Lyon College has received a $1 million gift commitment from board chair Perry L. Wilson for the creation of an endowed professorship to launch a new institute of free enterprise and entrepreneurship, the Batesville school announced Tuesday.
Wilson is making the gift on behalf of the Lee Wilson family. It will create the Michael E. Wilson Professorship of Business, Management and Social Entrepreneurship within the Institute for Free Enterprise and Entrepreneurship. The institute will include a comprehensive business incubator to combine academics with applied entrepreneurship, as well as a center for economic analysis and data for northeastern Arkansas, school officials said.
“This is a way to accentuate and bolster the rigorous liberal arts education from Lyon with what students will experience in the real world,” Wilson said in s statement.
Starting this academic year, the business division at Lyon will reorganize to emphasize business and entrepreneurship to support the institute, which will focus on programming in the areas of economic development, entrepreneurship and free enterprise. Business faculty positions and new minors including entrepreneurship and leadership; social entrepreneurship and economic development; and health economics will be added.
“Our business faculty have been planning the changes to the curriculum for some time, and the Wilson family’s gift will support the implementation of the business division’s new focus on entrepreneurship,” said Provost Melissa Taverner.

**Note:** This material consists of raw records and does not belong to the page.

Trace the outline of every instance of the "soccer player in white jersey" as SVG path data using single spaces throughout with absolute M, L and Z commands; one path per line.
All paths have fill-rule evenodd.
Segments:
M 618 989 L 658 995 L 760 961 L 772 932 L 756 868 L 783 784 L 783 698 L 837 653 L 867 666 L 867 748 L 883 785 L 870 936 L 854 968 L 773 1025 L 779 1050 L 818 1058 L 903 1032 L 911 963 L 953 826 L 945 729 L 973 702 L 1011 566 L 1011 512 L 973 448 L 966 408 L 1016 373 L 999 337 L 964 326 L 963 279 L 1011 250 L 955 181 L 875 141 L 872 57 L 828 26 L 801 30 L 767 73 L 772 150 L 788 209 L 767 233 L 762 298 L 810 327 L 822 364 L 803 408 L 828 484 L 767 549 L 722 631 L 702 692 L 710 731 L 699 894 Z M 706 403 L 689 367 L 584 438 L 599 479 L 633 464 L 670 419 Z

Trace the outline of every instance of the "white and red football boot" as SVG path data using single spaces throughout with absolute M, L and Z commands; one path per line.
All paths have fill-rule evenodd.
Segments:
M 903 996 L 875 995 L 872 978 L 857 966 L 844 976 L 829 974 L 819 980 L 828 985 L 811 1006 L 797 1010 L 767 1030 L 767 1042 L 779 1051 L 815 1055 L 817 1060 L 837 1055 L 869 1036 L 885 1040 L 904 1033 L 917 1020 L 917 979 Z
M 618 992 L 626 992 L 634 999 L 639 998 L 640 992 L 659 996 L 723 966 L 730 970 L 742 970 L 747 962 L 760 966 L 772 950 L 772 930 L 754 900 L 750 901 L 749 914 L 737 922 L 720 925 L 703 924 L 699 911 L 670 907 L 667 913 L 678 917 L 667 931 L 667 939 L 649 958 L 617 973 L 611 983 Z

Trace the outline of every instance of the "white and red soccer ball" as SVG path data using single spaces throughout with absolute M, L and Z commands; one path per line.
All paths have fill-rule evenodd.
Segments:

Wilson, former Economics Arkansas board chair, is the great-great-grandson of the founder of Lee Wilson & Co., which began operations in 1886 in the Mississippi County company town that still bears the family name. The endowed professorship will be named after Wilson’s father, Michael Evans Wilson, who served on Lyon’s board of trustees for many years.
The new institute will be unique within Arkansas and modeled after others across the country including the one at Babson College in Wellesley, Mass., Wilson said.
“If we don’t have an educated population in the state of Arkansas, the state will fail,” Wilson said. “If we give students a basis upon which to go out and create something new, and they stay in Arkansas, that can only serve to better economic development for the state.”
Wilson added that he’s proud to carry on a family tradition of devotion to education and entrepreneurship.
“Those things have been strong in my family for four or five generations,” he said. “My dad, my grandfather before him and certainly my great-great-grandfather, were all about economic development for the state of Arkansas.”